Une référence dans le passé
Le coach commence par ouvrir une nouvelle page d’Histoire. « Je me souviens du France-Autriche de la coupe du monde 1982 où Michel Hidalgo n’avait pas aligné un milieu spécialement défensif avec Genghini, Tigana, et Giresse. Cette équipe pouvait paraître déséquilibrée, comme la nôtre d’ailleurs, mais je crois en l’état d’esprit pour compenser cela. Là-dessus, je n’étais pas très inquiet. Et lorsque l’égoisme ne vient pas s’en mêler, cela peut donner des choses intéressantes. Dimanche dernier, j’ai vu Yoann et Steed revenir. Licha aussi. » 

 La relation entre les deux 
« La relation technique est fondamentale dans le foot. Elle est liée à l’intelligence de jeu. Celle entre Gourcuff et Malbranque est bonne alors qu’elle n’a pas eu le temps de se bonifier. Elle ira en s’améliorant avec l’apport également de Gonalons. Elle ne me surprend pas. Les deux joueurs ne doublonnent pas. Ils sont même complémentaires. » 

 La trajectoire de Malbranque 
« Il m’épate ! Je n’ai pas pour habitude de m’enflammer, mais c’est super d’avoir un tel joueur.
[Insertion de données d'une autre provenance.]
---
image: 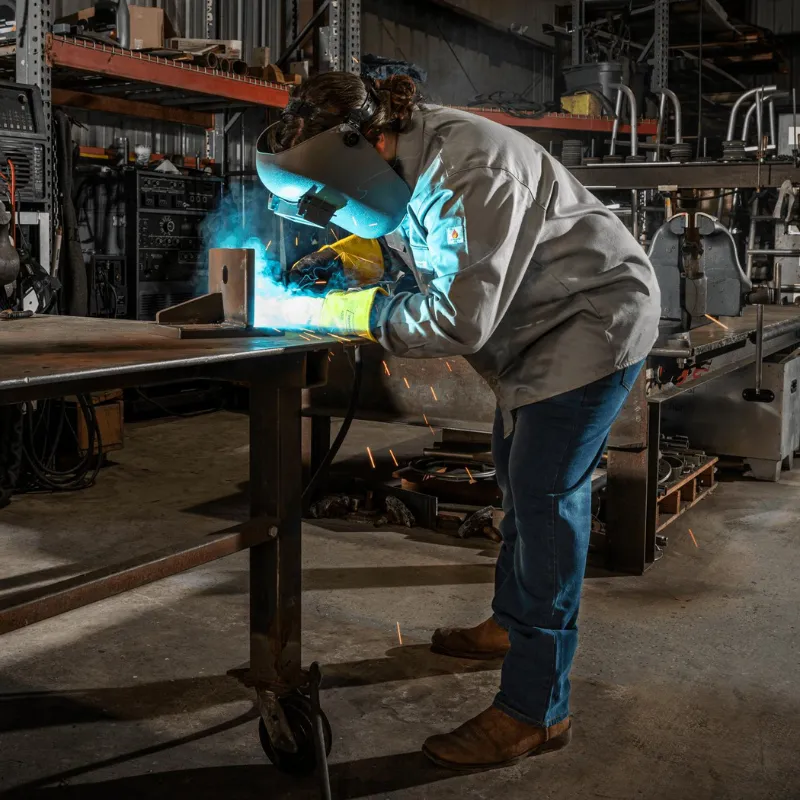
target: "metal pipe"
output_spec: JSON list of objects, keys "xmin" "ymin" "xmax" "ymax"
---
[
  {"xmin": 613, "ymin": 83, "xmax": 639, "ymax": 156},
  {"xmin": 756, "ymin": 90, "xmax": 764, "ymax": 159},
  {"xmin": 742, "ymin": 103, "xmax": 758, "ymax": 144},
  {"xmin": 654, "ymin": 91, "xmax": 667, "ymax": 161},
  {"xmin": 725, "ymin": 85, "xmax": 778, "ymax": 141},
  {"xmin": 756, "ymin": 303, "xmax": 764, "ymax": 396},
  {"xmin": 769, "ymin": 94, "xmax": 778, "ymax": 153},
  {"xmin": 658, "ymin": 89, "xmax": 683, "ymax": 144},
  {"xmin": 608, "ymin": 87, "xmax": 622, "ymax": 156}
]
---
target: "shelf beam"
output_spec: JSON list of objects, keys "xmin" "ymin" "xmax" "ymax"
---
[
  {"xmin": 47, "ymin": 36, "xmax": 289, "ymax": 108},
  {"xmin": 456, "ymin": 106, "xmax": 657, "ymax": 136}
]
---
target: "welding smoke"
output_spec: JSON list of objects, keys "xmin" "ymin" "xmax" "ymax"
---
[{"xmin": 202, "ymin": 186, "xmax": 322, "ymax": 330}]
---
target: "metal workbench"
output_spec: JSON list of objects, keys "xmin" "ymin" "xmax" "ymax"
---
[{"xmin": 0, "ymin": 316, "xmax": 338, "ymax": 772}]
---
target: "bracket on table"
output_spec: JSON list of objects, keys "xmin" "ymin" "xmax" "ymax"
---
[{"xmin": 156, "ymin": 247, "xmax": 282, "ymax": 339}]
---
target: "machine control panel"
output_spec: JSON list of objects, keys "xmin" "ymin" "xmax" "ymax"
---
[{"xmin": 139, "ymin": 176, "xmax": 220, "ymax": 211}]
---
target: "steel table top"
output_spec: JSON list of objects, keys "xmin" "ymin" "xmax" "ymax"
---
[{"xmin": 0, "ymin": 316, "xmax": 346, "ymax": 402}]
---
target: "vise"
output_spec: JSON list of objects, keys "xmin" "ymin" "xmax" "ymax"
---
[{"xmin": 648, "ymin": 212, "xmax": 752, "ymax": 331}]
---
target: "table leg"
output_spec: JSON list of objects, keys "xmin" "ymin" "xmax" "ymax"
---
[{"xmin": 250, "ymin": 380, "xmax": 302, "ymax": 688}]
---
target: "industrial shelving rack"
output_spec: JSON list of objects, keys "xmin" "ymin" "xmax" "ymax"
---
[{"xmin": 6, "ymin": 0, "xmax": 656, "ymax": 264}]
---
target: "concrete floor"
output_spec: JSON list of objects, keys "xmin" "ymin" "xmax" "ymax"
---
[{"xmin": 0, "ymin": 413, "xmax": 800, "ymax": 800}]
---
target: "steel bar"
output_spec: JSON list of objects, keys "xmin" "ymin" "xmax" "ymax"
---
[
  {"xmin": 0, "ymin": 517, "xmax": 276, "ymax": 634},
  {"xmin": 570, "ymin": 161, "xmax": 797, "ymax": 190}
]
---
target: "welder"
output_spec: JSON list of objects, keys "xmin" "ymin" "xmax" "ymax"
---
[{"xmin": 258, "ymin": 73, "xmax": 660, "ymax": 770}]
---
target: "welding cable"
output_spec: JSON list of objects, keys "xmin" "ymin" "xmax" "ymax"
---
[
  {"xmin": 303, "ymin": 346, "xmax": 364, "ymax": 508},
  {"xmin": 22, "ymin": 395, "xmax": 103, "ymax": 492}
]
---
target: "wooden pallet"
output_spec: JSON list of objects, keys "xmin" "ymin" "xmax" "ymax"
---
[{"xmin": 656, "ymin": 456, "xmax": 719, "ymax": 533}]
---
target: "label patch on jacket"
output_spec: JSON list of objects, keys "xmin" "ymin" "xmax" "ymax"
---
[{"xmin": 447, "ymin": 222, "xmax": 464, "ymax": 244}]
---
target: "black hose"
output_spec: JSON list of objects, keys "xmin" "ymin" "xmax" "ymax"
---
[
  {"xmin": 53, "ymin": 109, "xmax": 89, "ymax": 317},
  {"xmin": 303, "ymin": 346, "xmax": 364, "ymax": 508}
]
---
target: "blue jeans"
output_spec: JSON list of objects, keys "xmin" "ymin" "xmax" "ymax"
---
[{"xmin": 492, "ymin": 363, "xmax": 642, "ymax": 727}]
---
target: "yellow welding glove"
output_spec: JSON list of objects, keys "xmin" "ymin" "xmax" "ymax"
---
[
  {"xmin": 316, "ymin": 286, "xmax": 387, "ymax": 342},
  {"xmin": 288, "ymin": 236, "xmax": 384, "ymax": 291}
]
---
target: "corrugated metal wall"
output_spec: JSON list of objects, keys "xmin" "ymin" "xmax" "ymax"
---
[
  {"xmin": 748, "ymin": 0, "xmax": 800, "ymax": 89},
  {"xmin": 361, "ymin": 0, "xmax": 553, "ymax": 105}
]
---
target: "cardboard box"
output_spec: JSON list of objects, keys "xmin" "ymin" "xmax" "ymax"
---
[
  {"xmin": 167, "ymin": 37, "xmax": 242, "ymax": 58},
  {"xmin": 250, "ymin": 47, "xmax": 270, "ymax": 67},
  {"xmin": 289, "ymin": 61, "xmax": 311, "ymax": 79},
  {"xmin": 57, "ymin": 5, "xmax": 175, "ymax": 50},
  {"xmin": 561, "ymin": 92, "xmax": 603, "ymax": 117}
]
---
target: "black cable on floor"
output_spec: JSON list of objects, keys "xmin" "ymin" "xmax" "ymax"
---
[{"xmin": 303, "ymin": 347, "xmax": 364, "ymax": 507}]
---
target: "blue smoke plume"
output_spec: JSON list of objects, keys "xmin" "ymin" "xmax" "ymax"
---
[{"xmin": 202, "ymin": 186, "xmax": 330, "ymax": 330}]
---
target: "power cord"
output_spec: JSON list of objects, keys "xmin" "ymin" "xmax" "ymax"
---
[
  {"xmin": 19, "ymin": 395, "xmax": 103, "ymax": 492},
  {"xmin": 302, "ymin": 346, "xmax": 364, "ymax": 508}
]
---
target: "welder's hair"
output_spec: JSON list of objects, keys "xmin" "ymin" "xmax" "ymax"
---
[{"xmin": 269, "ymin": 72, "xmax": 417, "ymax": 153}]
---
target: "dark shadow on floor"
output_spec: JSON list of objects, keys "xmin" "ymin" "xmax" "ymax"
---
[
  {"xmin": 0, "ymin": 675, "xmax": 252, "ymax": 732},
  {"xmin": 0, "ymin": 564, "xmax": 88, "ymax": 592},
  {"xmin": 322, "ymin": 644, "xmax": 502, "ymax": 689},
  {"xmin": 5, "ymin": 752, "xmax": 453, "ymax": 800}
]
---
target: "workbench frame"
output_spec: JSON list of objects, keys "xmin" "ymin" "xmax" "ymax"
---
[{"xmin": 0, "ymin": 318, "xmax": 333, "ymax": 742}]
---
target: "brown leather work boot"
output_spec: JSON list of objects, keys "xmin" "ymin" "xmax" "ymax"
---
[
  {"xmin": 431, "ymin": 617, "xmax": 510, "ymax": 661},
  {"xmin": 422, "ymin": 706, "xmax": 572, "ymax": 772}
]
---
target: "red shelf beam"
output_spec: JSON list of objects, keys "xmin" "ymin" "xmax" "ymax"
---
[
  {"xmin": 457, "ymin": 106, "xmax": 657, "ymax": 136},
  {"xmin": 47, "ymin": 36, "xmax": 289, "ymax": 108}
]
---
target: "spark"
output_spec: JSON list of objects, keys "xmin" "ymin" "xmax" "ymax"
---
[{"xmin": 705, "ymin": 314, "xmax": 728, "ymax": 330}]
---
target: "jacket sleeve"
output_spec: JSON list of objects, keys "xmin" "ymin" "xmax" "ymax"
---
[{"xmin": 373, "ymin": 167, "xmax": 545, "ymax": 358}]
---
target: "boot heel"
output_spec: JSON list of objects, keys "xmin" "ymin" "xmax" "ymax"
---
[{"xmin": 537, "ymin": 724, "xmax": 572, "ymax": 755}]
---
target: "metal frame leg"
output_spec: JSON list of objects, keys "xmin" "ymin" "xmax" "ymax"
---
[{"xmin": 250, "ymin": 380, "xmax": 303, "ymax": 690}]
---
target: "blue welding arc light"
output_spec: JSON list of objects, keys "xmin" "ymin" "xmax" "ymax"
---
[{"xmin": 256, "ymin": 124, "xmax": 411, "ymax": 239}]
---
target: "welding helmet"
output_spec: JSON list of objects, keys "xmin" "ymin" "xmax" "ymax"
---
[{"xmin": 256, "ymin": 91, "xmax": 411, "ymax": 239}]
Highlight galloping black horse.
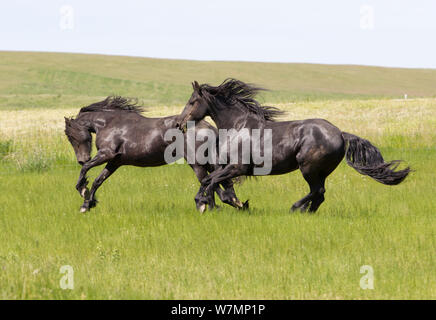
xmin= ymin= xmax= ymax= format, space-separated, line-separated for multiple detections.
xmin=177 ymin=79 xmax=410 ymax=212
xmin=65 ymin=97 xmax=248 ymax=212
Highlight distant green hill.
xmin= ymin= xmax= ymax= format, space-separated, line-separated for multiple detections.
xmin=0 ymin=52 xmax=436 ymax=109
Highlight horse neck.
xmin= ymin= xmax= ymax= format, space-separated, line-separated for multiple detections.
xmin=210 ymin=106 xmax=257 ymax=130
xmin=76 ymin=112 xmax=102 ymax=133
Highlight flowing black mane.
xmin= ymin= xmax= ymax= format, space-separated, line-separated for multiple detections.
xmin=199 ymin=79 xmax=284 ymax=121
xmin=79 ymin=96 xmax=143 ymax=114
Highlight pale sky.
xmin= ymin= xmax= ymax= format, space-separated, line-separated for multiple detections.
xmin=0 ymin=0 xmax=436 ymax=68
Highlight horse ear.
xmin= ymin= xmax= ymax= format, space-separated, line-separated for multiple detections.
xmin=192 ymin=81 xmax=200 ymax=91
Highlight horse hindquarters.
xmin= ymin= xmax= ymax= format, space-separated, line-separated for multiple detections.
xmin=291 ymin=122 xmax=345 ymax=212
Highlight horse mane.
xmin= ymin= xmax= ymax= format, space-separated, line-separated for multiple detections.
xmin=198 ymin=78 xmax=284 ymax=121
xmin=79 ymin=96 xmax=143 ymax=114
xmin=64 ymin=118 xmax=91 ymax=146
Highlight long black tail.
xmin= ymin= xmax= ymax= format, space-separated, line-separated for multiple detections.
xmin=342 ymin=132 xmax=410 ymax=185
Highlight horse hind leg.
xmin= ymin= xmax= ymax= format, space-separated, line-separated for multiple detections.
xmin=291 ymin=166 xmax=326 ymax=212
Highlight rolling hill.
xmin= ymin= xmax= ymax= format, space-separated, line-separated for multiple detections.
xmin=0 ymin=52 xmax=436 ymax=109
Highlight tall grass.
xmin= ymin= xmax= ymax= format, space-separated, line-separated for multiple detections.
xmin=0 ymin=99 xmax=436 ymax=299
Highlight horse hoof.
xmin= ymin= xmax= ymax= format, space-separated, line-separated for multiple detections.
xmin=241 ymin=200 xmax=250 ymax=210
xmin=198 ymin=203 xmax=207 ymax=213
xmin=80 ymin=188 xmax=89 ymax=199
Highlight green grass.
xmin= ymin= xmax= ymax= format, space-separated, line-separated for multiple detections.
xmin=0 ymin=99 xmax=436 ymax=299
xmin=0 ymin=52 xmax=436 ymax=299
xmin=0 ymin=52 xmax=436 ymax=109
xmin=0 ymin=149 xmax=436 ymax=299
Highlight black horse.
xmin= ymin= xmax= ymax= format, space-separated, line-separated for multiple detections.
xmin=65 ymin=97 xmax=248 ymax=212
xmin=177 ymin=79 xmax=410 ymax=212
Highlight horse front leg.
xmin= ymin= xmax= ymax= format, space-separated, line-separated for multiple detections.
xmin=217 ymin=179 xmax=249 ymax=210
xmin=201 ymin=165 xmax=248 ymax=209
xmin=76 ymin=151 xmax=113 ymax=199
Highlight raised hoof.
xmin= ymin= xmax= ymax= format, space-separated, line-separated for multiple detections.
xmin=198 ymin=203 xmax=207 ymax=213
xmin=80 ymin=188 xmax=89 ymax=199
xmin=289 ymin=206 xmax=299 ymax=213
xmin=241 ymin=200 xmax=250 ymax=210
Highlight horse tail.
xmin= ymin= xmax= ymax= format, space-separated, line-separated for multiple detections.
xmin=342 ymin=132 xmax=411 ymax=185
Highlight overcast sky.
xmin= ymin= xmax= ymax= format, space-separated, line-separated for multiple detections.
xmin=0 ymin=0 xmax=436 ymax=68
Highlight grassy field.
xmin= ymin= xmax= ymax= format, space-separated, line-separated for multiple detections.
xmin=0 ymin=53 xmax=436 ymax=299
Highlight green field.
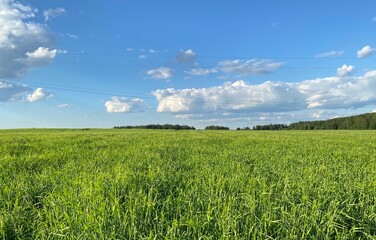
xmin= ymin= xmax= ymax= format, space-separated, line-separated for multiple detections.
xmin=0 ymin=130 xmax=376 ymax=239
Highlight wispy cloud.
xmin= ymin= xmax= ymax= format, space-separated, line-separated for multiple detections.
xmin=27 ymin=88 xmax=52 ymax=102
xmin=105 ymin=96 xmax=145 ymax=113
xmin=146 ymin=67 xmax=174 ymax=80
xmin=217 ymin=59 xmax=283 ymax=76
xmin=175 ymin=49 xmax=197 ymax=63
xmin=315 ymin=51 xmax=345 ymax=58
xmin=153 ymin=65 xmax=376 ymax=117
xmin=43 ymin=8 xmax=65 ymax=21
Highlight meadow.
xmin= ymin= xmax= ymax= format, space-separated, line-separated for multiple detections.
xmin=0 ymin=129 xmax=376 ymax=239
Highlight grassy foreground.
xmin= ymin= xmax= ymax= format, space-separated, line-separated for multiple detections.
xmin=0 ymin=130 xmax=376 ymax=239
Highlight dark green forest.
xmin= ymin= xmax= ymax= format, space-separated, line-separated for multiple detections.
xmin=252 ymin=113 xmax=376 ymax=130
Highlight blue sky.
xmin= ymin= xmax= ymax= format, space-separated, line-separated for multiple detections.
xmin=0 ymin=0 xmax=376 ymax=128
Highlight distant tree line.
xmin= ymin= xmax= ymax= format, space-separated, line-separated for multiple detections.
xmin=289 ymin=113 xmax=376 ymax=130
xmin=114 ymin=124 xmax=196 ymax=130
xmin=205 ymin=125 xmax=230 ymax=130
xmin=114 ymin=113 xmax=376 ymax=131
xmin=252 ymin=113 xmax=376 ymax=130
xmin=252 ymin=124 xmax=289 ymax=130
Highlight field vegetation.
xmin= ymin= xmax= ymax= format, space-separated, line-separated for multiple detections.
xmin=0 ymin=129 xmax=376 ymax=239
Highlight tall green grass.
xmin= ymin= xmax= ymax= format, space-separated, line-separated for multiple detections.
xmin=0 ymin=130 xmax=376 ymax=239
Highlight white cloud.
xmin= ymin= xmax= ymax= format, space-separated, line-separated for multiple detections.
xmin=153 ymin=65 xmax=376 ymax=118
xmin=43 ymin=8 xmax=65 ymax=21
xmin=185 ymin=68 xmax=218 ymax=76
xmin=337 ymin=64 xmax=355 ymax=77
xmin=0 ymin=82 xmax=31 ymax=102
xmin=0 ymin=0 xmax=56 ymax=79
xmin=57 ymin=103 xmax=71 ymax=108
xmin=146 ymin=67 xmax=174 ymax=80
xmin=175 ymin=49 xmax=197 ymax=63
xmin=217 ymin=59 xmax=283 ymax=75
xmin=27 ymin=88 xmax=52 ymax=102
xmin=105 ymin=97 xmax=145 ymax=113
xmin=357 ymin=45 xmax=375 ymax=58
xmin=64 ymin=33 xmax=78 ymax=39
xmin=153 ymin=81 xmax=304 ymax=114
xmin=315 ymin=51 xmax=345 ymax=58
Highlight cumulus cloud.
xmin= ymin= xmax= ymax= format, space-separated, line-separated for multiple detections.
xmin=153 ymin=65 xmax=376 ymax=117
xmin=27 ymin=88 xmax=52 ymax=102
xmin=105 ymin=97 xmax=145 ymax=113
xmin=315 ymin=51 xmax=345 ymax=58
xmin=0 ymin=82 xmax=31 ymax=102
xmin=153 ymin=81 xmax=304 ymax=114
xmin=217 ymin=59 xmax=283 ymax=75
xmin=185 ymin=68 xmax=218 ymax=76
xmin=175 ymin=49 xmax=197 ymax=63
xmin=0 ymin=0 xmax=57 ymax=79
xmin=17 ymin=47 xmax=57 ymax=67
xmin=357 ymin=45 xmax=375 ymax=58
xmin=57 ymin=103 xmax=71 ymax=108
xmin=146 ymin=67 xmax=174 ymax=80
xmin=43 ymin=8 xmax=65 ymax=21
xmin=337 ymin=64 xmax=355 ymax=77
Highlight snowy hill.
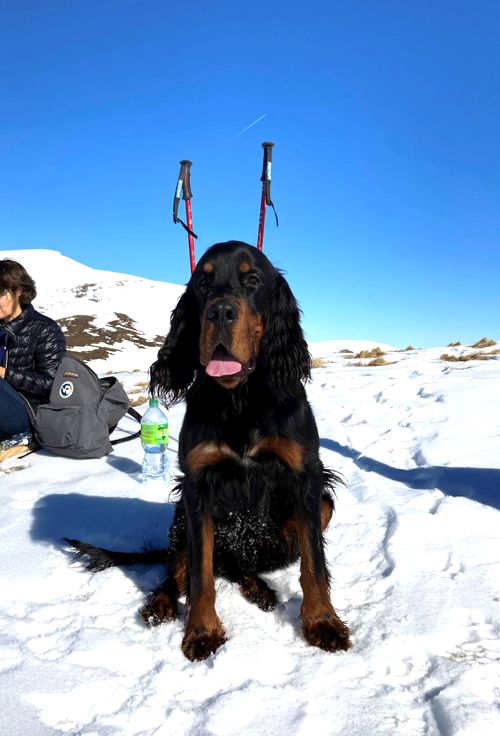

Depuis le début de la saison, il fait mieux jouer les autres. Il est très intelligent dans son placement et garde les bases du jeu. Par son attitude, il entraîne les autres. C’est un garçon simple et authentique. Ce sont deux valeurs volontiers galvaudées mais qui demeurent des garanties. Je le voyais aussi sur un côté comme à Lille, mais il a su se rendre indispensable dans l’axe. » 

La trajectoire de Gourcuff 
« Je ne suis pas étonné car avant sa blessure, il était déjà sur le bon chemin. Il nous permet de perdre moins de ballons. Il n’y a pas de déchet dans son jeu. Il sait qu’il doit s’améliorer dans les trente derniers mètres en prenant davantage de risques. Il faut lui laisser un peu de temps et ce qu’il fait depuis deux matches, c’est très bien. C’est un garçon différent de la saison passée. Il est mieux dans sa peau et a plus confiance dans l’environnement. Cela rejaillit sur son jeu. » 

 Qui est quoi ?
 « Je dirai que Malbranque est un numéro 8 à 70 % et un numéro 10 à 30 %. Et pour Gourcuff, j’inverserai. Encore que je reste persuadé qu’il peut jouer plus bas et intégrer ainsi plusieurs systèmes. » 

 Une base technique durable ? 
« C’est cette base technique que je souhaitais en début de saison. Mais je n’oublie pas Grenier. Dans des registres différents, j’ai aussi Fofana et Mvuemba et Ferri montre des choses intéressantes. La concurrence est là avec ses vertus. Je m’adapte à mon groupe et je tire profit des qualités que je vois à l’entraînement. » Celles, réunies, de Malbranque et de Gourcuff étaient prévisibles et sont devenues… très visibles.